Sunday, May 22, 2011

Moncure Conway

 A Man Who Freed Himself ...

Nearby to the northwest is the childhood home of renowned abolitionist, writer, and lecturer Moncure Daniel Conway (1832-1907). In 1838 his family moved into this Federal-style house. Conway graduated from Dickinson College in 1849 and Harvard Divinity School in 1854 and became outspoken in the abolitionist movement. During the Civil War, Conway lived in Cincinnati, Ohio and traveled east in 1862 to lead his family’s slaves to freedom in Yellow Springs, Ohio. Conway moved to London in 1863 and spent a number of years abroad, writing for English and American periodicals. He also wrote biographies of Ralph Waldo Emerson, Nathaniel Hawthorne, and Thomas Paine. Conway died in Paris on 15 Nov. 1907.
Moncure Conway's childhood home is on King Street (River Road) in Falmouth, Virginia.


Conway was born into a Methodist slave-holding Virginia family. He became a prominent free-thinking abolitionist Unitarian writer after attending Harvard Divinity School in 1854. He lost his post as Unitarian minister in Washington, DC, because of his radical views and migrated to Cincinnati, Ohio.
Moncure D. Conway 
 from The Biographical Dictionary of America 1906 by Rossiter Johnson

The World's Work published this photo of Moncure D. Conway in Decemter 1904.


This house became an Underground Railroad landmark in 2004. The marker calls Conway “the only descendent of one of our nation's Founding Fathers to actively lead escaping slaves to freedom, thereby taking the initial steps to correct what was not accomplished in the Constitutional Convention.” Moncure Conway was a direct descendant of Thomas Stone, one of Maryland's three signers of the Declaration of Independence.


In 1862, Federal troops arrived in Falmouth. Conway tells in his Autobiography how his portrait and his reputation saved the house.
When the Union army under General McDowell entered Falmouth they found the village deserted by the whites. My father was in Fredericksburg, and my two brothers far away in the Confederate ranks. The house was left empty and locked up, the house servants remaining in their abode in the back yard. Yet as the Union soldiers were filing past a shot was fired from a window of Conway House, or from a corner of its yard, and a soldier wounded. It was never known who fired the shot; our negroes assured me that the house was locked and watched. The Union soldiers, alarmed and enraged, battered down the doors, and, finding no one, began vengeance on the furniture. It happened, however, that in my mother's bedroom was hung a portrait of myself, and this caught the eye of a youth who had known me in Washington. He cried to his furious comrades to stop. The servants were called in, and were much relieved when they found that it was to speak of my portrait. Old Eliza cried, "It's mars' Monc the preacher, as good abolitionist as any of you!"

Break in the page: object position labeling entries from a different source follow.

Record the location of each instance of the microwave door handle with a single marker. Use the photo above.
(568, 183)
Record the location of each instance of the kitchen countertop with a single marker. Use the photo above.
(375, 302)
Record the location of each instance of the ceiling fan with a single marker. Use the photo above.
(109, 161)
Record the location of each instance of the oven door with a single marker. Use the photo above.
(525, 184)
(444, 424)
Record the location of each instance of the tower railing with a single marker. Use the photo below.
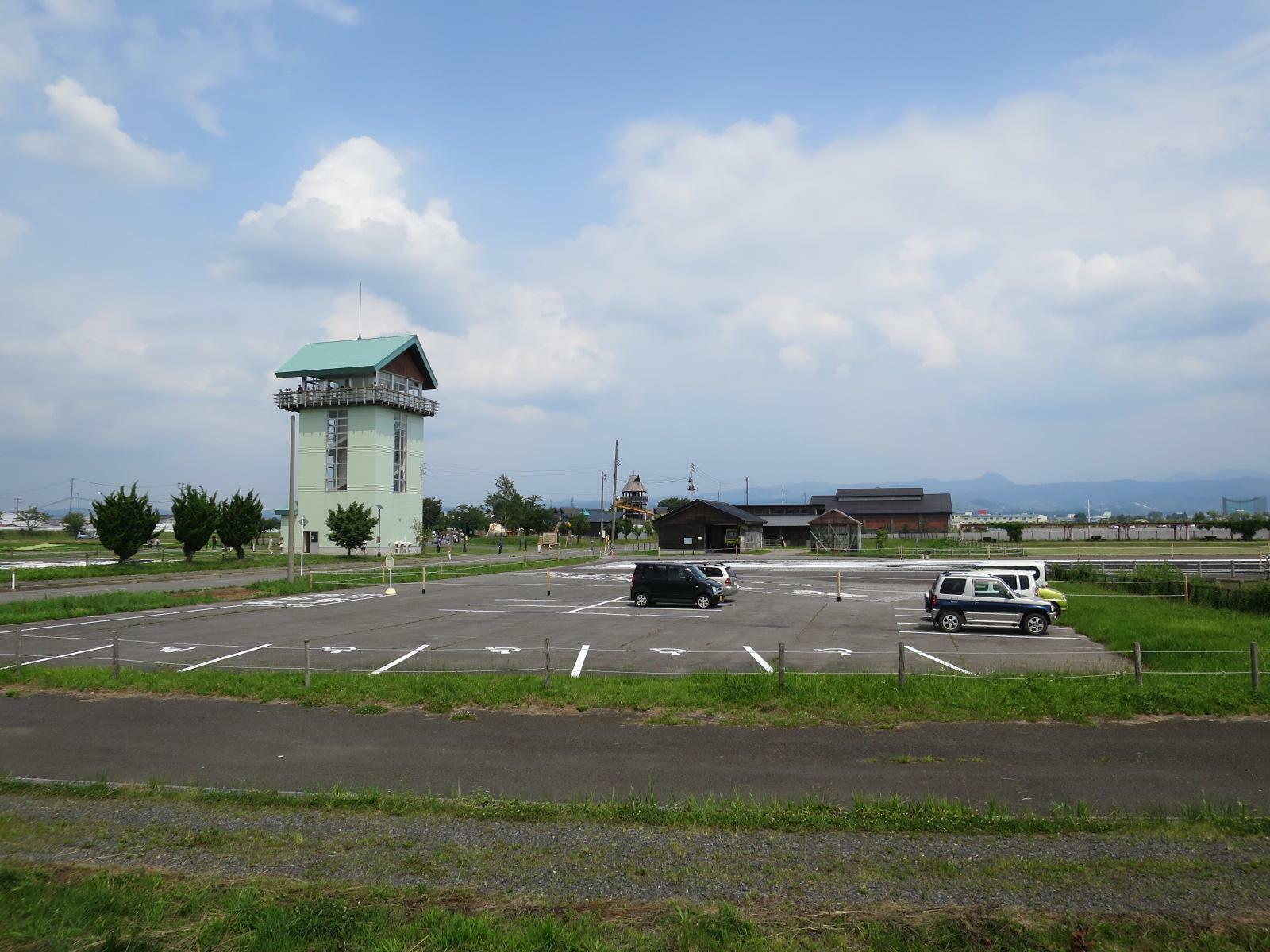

It was some consolation to me that, though long regarded as the black sheep of the family, my portrait saved Conway House from destruction, for that was contemplated. The house was of brick, and the largest in Falmouth; it was made a hospital, and the seriously wounded soldier was its first inmate… It was in Conway House hospital that Walt Whitman, for a time, nursed the suffering soldiers.
Enslaved African-Americans took advantage of the Union presence to escape from their masters as this Trail to Freedom marker indicates.

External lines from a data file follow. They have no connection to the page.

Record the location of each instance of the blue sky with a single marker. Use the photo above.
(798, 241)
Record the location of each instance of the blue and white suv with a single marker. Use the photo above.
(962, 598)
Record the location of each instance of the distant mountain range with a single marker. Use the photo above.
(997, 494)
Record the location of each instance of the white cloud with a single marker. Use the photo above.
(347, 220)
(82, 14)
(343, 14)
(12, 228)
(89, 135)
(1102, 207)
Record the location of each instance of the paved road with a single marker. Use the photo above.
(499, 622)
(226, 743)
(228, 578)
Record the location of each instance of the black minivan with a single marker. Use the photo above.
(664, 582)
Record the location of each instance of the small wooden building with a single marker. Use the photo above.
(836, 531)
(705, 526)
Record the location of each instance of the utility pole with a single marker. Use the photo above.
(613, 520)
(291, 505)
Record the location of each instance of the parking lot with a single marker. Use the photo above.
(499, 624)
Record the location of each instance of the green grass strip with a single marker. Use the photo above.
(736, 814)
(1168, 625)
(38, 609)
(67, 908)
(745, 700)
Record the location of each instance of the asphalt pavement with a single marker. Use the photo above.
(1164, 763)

Moncure Conway's family slaves took the same opportunity. While Conway was in Washington plotting to travel to Falmouth to carry his father's slaves to freedom, he discovered they had already escaped to Georgetown. Conway accompanied them on a dangerous train trip to Ohio. He, and they, braved hostile crowds in Baltimore. In order to convince a recalcitrant railroad agent in Baltimore to allow him on the train with 31 escaped black people, he showed the agent a paper saying that these were actually his father's slaves so he had the right to travel with them wherever he wished, even into the free state of Ohio. His charges formed a colony of freed people along the Miami river in Ohio that is still a recognizable African American community.

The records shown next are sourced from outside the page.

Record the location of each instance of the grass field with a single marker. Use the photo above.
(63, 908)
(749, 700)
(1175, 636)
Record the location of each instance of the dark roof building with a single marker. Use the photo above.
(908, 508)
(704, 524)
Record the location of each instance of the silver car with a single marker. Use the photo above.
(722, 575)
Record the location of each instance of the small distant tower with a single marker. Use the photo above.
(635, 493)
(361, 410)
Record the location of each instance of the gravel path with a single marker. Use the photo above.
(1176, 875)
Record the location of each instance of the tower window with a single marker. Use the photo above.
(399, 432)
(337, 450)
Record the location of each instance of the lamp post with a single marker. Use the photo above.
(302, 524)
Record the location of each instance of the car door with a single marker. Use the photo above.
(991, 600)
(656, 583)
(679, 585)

This federal house, built in 1807, has a "flounder" roof giving it the appearance of being cut in half.


This plaque announcing that Conway house is on the National Register of Historic Places was sponsored by The 2nd Regt. U.S. Sharpshooters Re-Enactors.


The text of the underground railroad marker makes the point that though Conway is known for helping his family's slaves escape to freedom, his real accomplishment was freeing himself from the intellectual and moral environment he was born into.

Conway House was the home of Moncure Conway who freed himself from the dogmas of his culture and became an abolitionist. He is the only descendent of one of our nation's Founding Fathers to actively lead escaping slaves to freedom, thereby taking the initial steps to correct what was not accomplished in the Constitutional Convention. Conway House makes a significant contribution to understanding the desire to achieve freedom of one's own self destiny.
_________________________

The signature above appears in a two part article by Moncure Conway in the Magazine of American History, March and June 1887, entitled “Fredericksburg First and Last.”